Landing on the edge of a cliff in what appears to be ancient
Greece, the Doctor and Lucie interrupt a pair of star-crossed
lovers, Kalkin and Sararti, who have fled their censorious
"parents" and plan to take their own lives. Lucie is rather
pleased, since this romantic angst is just the kind of problem
she feels she excels at solving (thereby giving her one up
on the Doctor, for once). However, the deeper she delves,
the stranger things look. Greek gods with helicopters and
walkie-talkies? What's really going on? And will overlord
Zeus stop at nothing to extend the lives of his chosen few...?
This
audio drama manages to feel fresh and familiar at the same
time.
The familiarity comes from the elements of Jonathan Clements's
plot. The Doctor has met a being claiming to be Zeus before
now, in the Fourth Doctor Doctor Who Monthly comic
strip The Life Bringer. And he encountered immoral
and immortal overlords at roughly the same time on television
in State of Decay.
However,
the writer's primary sources are Roger Zelazny's 1967 novel
Lord of Light and Shakespeare's Romeo and Juliet.
His script plainly acknowledges these influences. Like Lord
of Light, this story has people masquerading as deities,
using advanced technology to create the illusion of godlike
powers and to facilitate their "immortality" by transferring
minds into newly grown bodies. Like Zelazny, Clements names
one of his protagonists Kalkin (Anthony Spargo). And lest
we overlook any of the similarities that exist between Kalkin
and Sararti (Jennifer Higham) and Shakespeare's famous star-crossed
lovers, Lucie (Sheridan Smith) helpfully informs us that things
have, "Gone all Romeo and Juliet."
The
freshness comes from the quality of the performances and the
dialogue. Leading the guest cast in every sense is Ian McNeice
as Zeus, a role not unlike that of Baron Harkonnen, whom he
played in the Dune
mini-series and its sequel Children
of Dune. He is quite delightful as the openly
gluttonous and lecherous would-be god. His wife Hera (played
by Elspet Gray, who previously appeared in Doctor Who
in Arc of Infinity, but who is probably best known
as Edmund's mother in The Black Adder) is more sympathetic,
as we hear her tiring of endless existence. Meanwhile, Spargo
and Higham more than hold their own as younger incarnations
of these characters - though the youngest member of the cast,
Paul McGann's own offspring Jake, playing Ganymede, shows
signs of his inexperience.
The whole production crackles with memorable lines such as
Zeus's, "He's my heir and my spare", and Lucie's, "Portal
of cleansing?
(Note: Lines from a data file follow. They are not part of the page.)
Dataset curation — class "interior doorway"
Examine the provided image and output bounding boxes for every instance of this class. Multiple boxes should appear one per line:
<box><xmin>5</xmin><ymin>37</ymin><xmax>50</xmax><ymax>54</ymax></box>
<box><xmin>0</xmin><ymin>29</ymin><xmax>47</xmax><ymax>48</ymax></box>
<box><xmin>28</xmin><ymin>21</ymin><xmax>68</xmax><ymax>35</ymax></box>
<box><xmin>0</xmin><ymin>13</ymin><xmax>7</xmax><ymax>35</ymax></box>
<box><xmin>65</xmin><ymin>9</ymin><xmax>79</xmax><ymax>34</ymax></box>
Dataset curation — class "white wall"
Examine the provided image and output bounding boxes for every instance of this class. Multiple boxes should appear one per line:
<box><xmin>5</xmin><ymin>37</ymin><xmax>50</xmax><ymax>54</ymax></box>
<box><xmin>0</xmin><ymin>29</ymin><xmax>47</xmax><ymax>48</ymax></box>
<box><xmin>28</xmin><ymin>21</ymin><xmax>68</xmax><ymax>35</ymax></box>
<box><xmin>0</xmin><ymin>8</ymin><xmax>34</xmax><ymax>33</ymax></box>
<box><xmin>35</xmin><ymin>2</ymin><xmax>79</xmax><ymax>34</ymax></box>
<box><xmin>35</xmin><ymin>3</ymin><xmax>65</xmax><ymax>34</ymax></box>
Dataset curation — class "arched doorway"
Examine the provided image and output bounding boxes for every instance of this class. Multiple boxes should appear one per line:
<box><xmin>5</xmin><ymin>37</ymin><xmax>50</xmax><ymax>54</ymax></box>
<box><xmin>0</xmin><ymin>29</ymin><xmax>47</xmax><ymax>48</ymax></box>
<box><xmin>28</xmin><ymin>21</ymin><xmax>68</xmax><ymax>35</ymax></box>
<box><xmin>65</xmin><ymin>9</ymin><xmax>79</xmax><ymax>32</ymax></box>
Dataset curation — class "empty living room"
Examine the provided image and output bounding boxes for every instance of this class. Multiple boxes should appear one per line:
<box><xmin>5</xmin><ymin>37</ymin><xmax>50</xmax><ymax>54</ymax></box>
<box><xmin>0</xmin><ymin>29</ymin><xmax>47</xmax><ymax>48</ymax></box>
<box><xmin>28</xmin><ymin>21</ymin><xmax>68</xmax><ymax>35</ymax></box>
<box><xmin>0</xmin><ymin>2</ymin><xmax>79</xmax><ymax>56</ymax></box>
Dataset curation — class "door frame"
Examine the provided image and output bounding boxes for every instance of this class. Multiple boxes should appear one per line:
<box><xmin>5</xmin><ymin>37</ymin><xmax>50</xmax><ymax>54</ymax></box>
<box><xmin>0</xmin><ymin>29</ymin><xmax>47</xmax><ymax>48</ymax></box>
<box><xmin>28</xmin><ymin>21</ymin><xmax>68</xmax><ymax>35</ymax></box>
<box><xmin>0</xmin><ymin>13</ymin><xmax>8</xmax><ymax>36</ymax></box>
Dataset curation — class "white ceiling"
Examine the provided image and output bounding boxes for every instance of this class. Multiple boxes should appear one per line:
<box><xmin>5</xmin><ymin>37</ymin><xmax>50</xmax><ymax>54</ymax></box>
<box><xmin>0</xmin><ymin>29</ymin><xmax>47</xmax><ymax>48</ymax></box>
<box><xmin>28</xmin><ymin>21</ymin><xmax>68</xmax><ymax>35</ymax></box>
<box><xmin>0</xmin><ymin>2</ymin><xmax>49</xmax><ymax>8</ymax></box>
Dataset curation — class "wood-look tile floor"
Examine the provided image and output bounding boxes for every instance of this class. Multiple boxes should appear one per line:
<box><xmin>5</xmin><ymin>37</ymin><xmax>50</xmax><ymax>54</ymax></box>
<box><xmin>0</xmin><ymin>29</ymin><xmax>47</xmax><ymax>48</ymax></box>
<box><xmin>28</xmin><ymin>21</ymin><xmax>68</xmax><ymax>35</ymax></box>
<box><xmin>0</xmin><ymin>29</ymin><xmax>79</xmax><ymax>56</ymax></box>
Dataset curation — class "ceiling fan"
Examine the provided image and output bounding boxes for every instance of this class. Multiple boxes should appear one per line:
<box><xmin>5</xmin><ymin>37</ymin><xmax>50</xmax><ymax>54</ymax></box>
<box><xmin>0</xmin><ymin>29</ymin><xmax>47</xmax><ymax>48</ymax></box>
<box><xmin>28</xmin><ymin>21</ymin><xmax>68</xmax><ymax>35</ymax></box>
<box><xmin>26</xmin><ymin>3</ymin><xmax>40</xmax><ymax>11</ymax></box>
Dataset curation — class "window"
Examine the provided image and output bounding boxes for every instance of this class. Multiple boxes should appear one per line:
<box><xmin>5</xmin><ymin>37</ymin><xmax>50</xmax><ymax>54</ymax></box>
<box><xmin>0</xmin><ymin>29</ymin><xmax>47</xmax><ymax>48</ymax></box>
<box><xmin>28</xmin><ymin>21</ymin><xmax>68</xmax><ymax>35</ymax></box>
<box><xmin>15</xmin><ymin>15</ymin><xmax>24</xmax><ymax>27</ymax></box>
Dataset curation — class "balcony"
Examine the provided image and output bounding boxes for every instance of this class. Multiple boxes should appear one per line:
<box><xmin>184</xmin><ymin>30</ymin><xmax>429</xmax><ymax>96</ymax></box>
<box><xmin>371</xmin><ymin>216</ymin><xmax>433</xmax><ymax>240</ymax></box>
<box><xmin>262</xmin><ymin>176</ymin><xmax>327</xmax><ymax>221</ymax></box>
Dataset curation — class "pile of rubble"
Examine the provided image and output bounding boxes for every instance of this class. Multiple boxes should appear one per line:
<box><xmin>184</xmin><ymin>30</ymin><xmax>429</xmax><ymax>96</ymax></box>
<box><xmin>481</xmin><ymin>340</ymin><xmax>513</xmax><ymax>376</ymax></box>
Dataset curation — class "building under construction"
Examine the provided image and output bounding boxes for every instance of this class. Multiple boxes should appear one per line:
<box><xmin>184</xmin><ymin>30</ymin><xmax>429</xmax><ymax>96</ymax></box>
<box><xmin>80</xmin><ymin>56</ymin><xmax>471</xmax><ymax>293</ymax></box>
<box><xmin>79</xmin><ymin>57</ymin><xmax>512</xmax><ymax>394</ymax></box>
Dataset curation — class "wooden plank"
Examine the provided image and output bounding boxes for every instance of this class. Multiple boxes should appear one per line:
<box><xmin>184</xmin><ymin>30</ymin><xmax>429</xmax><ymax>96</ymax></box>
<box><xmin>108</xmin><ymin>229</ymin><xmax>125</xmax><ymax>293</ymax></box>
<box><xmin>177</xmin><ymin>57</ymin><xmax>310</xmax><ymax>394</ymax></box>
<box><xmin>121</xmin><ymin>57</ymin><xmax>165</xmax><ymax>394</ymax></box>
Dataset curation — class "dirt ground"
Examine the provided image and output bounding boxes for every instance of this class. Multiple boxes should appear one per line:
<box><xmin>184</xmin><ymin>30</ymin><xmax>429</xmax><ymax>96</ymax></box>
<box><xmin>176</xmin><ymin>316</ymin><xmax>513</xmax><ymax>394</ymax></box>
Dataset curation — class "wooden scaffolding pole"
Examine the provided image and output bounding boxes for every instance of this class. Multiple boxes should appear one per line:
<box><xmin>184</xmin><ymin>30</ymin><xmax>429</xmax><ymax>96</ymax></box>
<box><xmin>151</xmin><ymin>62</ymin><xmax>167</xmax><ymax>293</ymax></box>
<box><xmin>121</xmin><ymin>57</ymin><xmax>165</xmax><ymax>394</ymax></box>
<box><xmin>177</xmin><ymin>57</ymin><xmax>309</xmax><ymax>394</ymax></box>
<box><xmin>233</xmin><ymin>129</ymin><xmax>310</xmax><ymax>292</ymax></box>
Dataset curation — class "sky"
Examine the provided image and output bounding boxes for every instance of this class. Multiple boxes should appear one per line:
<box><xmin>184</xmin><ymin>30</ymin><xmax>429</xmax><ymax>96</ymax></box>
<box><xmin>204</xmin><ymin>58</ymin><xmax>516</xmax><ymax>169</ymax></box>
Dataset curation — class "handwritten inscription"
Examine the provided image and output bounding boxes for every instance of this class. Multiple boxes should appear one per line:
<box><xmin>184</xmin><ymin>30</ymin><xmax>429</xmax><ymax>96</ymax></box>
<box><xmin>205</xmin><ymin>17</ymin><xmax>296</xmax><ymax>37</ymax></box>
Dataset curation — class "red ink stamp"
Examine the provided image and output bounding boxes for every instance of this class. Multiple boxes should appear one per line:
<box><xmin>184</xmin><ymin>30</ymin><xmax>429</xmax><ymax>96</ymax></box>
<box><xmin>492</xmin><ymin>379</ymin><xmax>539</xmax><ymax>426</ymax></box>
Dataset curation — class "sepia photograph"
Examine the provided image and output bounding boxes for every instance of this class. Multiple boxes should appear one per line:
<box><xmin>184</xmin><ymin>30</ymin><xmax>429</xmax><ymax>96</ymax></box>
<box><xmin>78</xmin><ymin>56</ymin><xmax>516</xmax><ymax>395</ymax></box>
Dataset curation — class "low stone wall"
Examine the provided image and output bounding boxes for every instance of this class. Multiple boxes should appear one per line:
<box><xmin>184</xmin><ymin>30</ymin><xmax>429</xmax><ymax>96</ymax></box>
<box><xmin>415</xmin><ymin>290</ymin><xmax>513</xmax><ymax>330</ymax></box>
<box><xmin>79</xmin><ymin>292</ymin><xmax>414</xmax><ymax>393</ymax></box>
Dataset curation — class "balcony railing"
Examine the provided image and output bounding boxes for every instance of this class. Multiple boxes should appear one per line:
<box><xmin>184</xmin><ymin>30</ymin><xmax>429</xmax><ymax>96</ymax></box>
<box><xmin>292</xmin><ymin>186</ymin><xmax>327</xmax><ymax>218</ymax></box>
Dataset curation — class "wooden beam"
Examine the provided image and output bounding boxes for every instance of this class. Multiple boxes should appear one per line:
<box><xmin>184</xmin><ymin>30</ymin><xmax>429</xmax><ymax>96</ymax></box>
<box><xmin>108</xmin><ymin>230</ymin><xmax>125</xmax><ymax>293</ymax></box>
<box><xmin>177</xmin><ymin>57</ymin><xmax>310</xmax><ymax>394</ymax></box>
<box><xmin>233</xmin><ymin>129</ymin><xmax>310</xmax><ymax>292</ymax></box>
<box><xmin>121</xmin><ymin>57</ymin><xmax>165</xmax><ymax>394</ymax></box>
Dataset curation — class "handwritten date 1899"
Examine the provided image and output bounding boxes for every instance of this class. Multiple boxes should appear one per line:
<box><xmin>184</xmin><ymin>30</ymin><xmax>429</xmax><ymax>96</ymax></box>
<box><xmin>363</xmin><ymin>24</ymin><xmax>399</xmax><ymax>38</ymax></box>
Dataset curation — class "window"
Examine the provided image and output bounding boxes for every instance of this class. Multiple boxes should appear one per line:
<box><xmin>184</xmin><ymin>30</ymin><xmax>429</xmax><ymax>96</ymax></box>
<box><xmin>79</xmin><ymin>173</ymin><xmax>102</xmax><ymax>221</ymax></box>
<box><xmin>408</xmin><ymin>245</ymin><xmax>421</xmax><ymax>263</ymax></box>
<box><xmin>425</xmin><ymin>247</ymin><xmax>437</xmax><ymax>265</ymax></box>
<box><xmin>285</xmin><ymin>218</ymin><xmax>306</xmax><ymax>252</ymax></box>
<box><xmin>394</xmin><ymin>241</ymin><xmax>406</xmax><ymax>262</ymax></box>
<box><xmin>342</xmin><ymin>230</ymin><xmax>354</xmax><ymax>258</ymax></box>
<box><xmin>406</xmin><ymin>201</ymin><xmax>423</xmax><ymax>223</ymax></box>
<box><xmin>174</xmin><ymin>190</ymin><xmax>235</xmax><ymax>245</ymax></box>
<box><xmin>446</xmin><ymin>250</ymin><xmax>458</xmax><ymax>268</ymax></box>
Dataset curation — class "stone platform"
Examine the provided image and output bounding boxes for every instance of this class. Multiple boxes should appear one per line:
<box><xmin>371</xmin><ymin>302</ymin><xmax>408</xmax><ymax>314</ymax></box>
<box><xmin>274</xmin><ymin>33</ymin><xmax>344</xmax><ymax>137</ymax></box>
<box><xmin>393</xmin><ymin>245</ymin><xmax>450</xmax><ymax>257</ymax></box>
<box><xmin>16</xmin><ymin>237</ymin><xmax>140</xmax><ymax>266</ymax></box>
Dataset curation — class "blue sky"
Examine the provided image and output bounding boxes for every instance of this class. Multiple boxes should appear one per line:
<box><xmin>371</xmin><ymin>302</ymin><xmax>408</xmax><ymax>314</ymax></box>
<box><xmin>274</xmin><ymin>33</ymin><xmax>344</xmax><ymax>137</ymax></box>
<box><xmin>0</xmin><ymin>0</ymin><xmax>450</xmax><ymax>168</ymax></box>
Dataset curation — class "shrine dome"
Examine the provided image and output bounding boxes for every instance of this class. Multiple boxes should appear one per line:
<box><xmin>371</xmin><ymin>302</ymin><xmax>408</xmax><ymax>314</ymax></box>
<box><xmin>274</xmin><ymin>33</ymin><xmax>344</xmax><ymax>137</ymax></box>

Portal of perving, more like!"
Despite the technological explanations for the rulers' powers,
Immortal Beloved retains a mythic quality, possibly
owing to the fact that the writer never specifies whether
these people are aliens or humans on some future colony planet.
Or could the TARDIS actually have landed in ancient Greece?
The interviews at the end of the CD are more light-hearted
than enlightening, consisting mostly of the guest actors'
thoughts on the old, new and audio versions of Doctor Who.
The merits of the various Doctors are compared and contrasted,
though sadly no one can seem to think of much to say about
McGann apart from agreeing that he's "lovely". Ian McNeice
has a rather quaint notion of how wealthy Colin Baker's fame
must have made him!
This story might not go down in Who history as an immortal
classic, but there's much about it to make it beloved.